Along with the rest of the nation, we are once again watching the news of yet another young black man whose life, for whatever reason, has been taken from him.   People are drawing their own condemning conclusions, others are seeking justice through legitimate means, while some have taken to the streets to loot, destroy, and steal. It is a sad time for Ferguson, MO and a sad time in America.

Incompetent and insensitive police officers, a minority, make poor decisions for the use of deadly force in situations which may have had alternative, non-life threatening results.  They get the attention while the ‘good cops’ are most often overlooked.  And most people in the Black community are very decent, law abiding citizens with values and live by principle, work hard, and contribute toward the greater good of the community, their own included.  The real minorities, people who do the most damage to community, its security, and quality of life, are the ones that are given the most notoriety so that their images tarnish and brand the larger majority.

I think that I can say for everyone, that we are all frustrated and angry about the loss of decency, quality of life, safety and security, respect and dignity, and all the things that made for a greater society and culture that are now deemed out of style or ‘old school.’  No one likes seeing young black men die daily for little or no just cause.  All of us want our ‘America’ back . . . the one where much was imperfect with it, but things were better.  We are all victims now, we are all vulnerable, and it doesn’t matter what our socio-economic conditions, circumstances or race may be.

People that resort to violence, looting, and disruptive behaviors, are not simply people out of control because they are bad people.  And, it is not just a race issue.  People who see themselves as victims again of not only individual assaults, but what they perceive as systemic assaults that confirm their thoughts of their lesser value and worth among the people of the land, at some point can be expected to lose control.  Force faces force to bring relief at any cost.  And people are condemned for expressing their hopelessness, their lost condition, and for lacking more appropriate means of expression.  Dr.
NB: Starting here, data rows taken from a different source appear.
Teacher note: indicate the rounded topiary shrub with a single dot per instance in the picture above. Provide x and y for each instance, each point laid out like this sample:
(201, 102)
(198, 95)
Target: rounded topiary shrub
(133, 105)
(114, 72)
Martin Luther King, Jr. spoke of this in this manner, “A riot is the language of the unheard.”

It is disobedience of a different kind where people are out of control.  Their anger, frustration, or agony becomes uncivil and outside of the realm of common reasoning.  And no one can understand that if they’ve never been without options, allies, real help, or alternatives that they can understand to take advantage of.  Disobedience, whether civil or otherwise, is disobedience, and depending on whom the oppressors are, whether tolerated or not, it will be defined by those who oppress.

Jesus observed a ‘multitude’ of people in Matthew 9 in which He identified people who perhaps believed His words and shared His values but they were the ‘others’ of their culture and time, and were continually made to feel that way.   In many cases, they were the people of the land who were always seen in a different light because they were common and without the advantages or benefits of what was perceived as a more cultured existence. The text reads in the New International Version, “When He saw the crowds, He had compassion on them, because they were harassed and helpless, like sheep without a shepherd.”   They were harassed, they were helpless, and they were like sheep without a shepherd . . .  and they were there with Jesus looking for help, hope, and relief.

Where did we lose our compassion?  How did we lose the insight, the wisdom, or the discerning spirit to look upon people to see their plight?  What has happened to us as a people to make us care less about others, or to care less about life . . . all life?  Listen to the cries of the Prophet Jeremiah as he looked upon the plight of the people of his time:  “Is it nothing to you, all you who pass by?  Look around and see.  Is any suffering like my suffering that was inflicted on me that the Lord brought on me in the day of His fierce anger?” (Lamentations 1:12 NIV)

Those which are the culprits of oppression always condemn the oppressed.  They do it because they don’t understand their plight and they oversimplify it.  They do it because it serves their purpose to maintain their oppressive mindset and methods.  But Jesus saw it, He sees it, and His challenging message to us of this modern age of the 21st Century is to see it in order to bring about needed change in the quality of life of the oppressed as well as the larger community.

Life is too precious to look over the loss of it!  It is a tragedy when anyone dies at the hands of another.  Their blood cries from the dust as when the first death at the hands of another occurred.  Everyone is someone’s son or daughter or related to other kindred.  It is always someone’s loss when someone is killed.  And compassion should always be considered and justice should always be demanded.

Condemning people for openly expressing their pain, hopelessness, and loss of faith is a sad testimony to anyone who calls themselves the faithful.  Let us all pray who call ourselves the faithful, as Jesus instructed . . . people who pray cannot condemn; and people who pray will always be compassionate!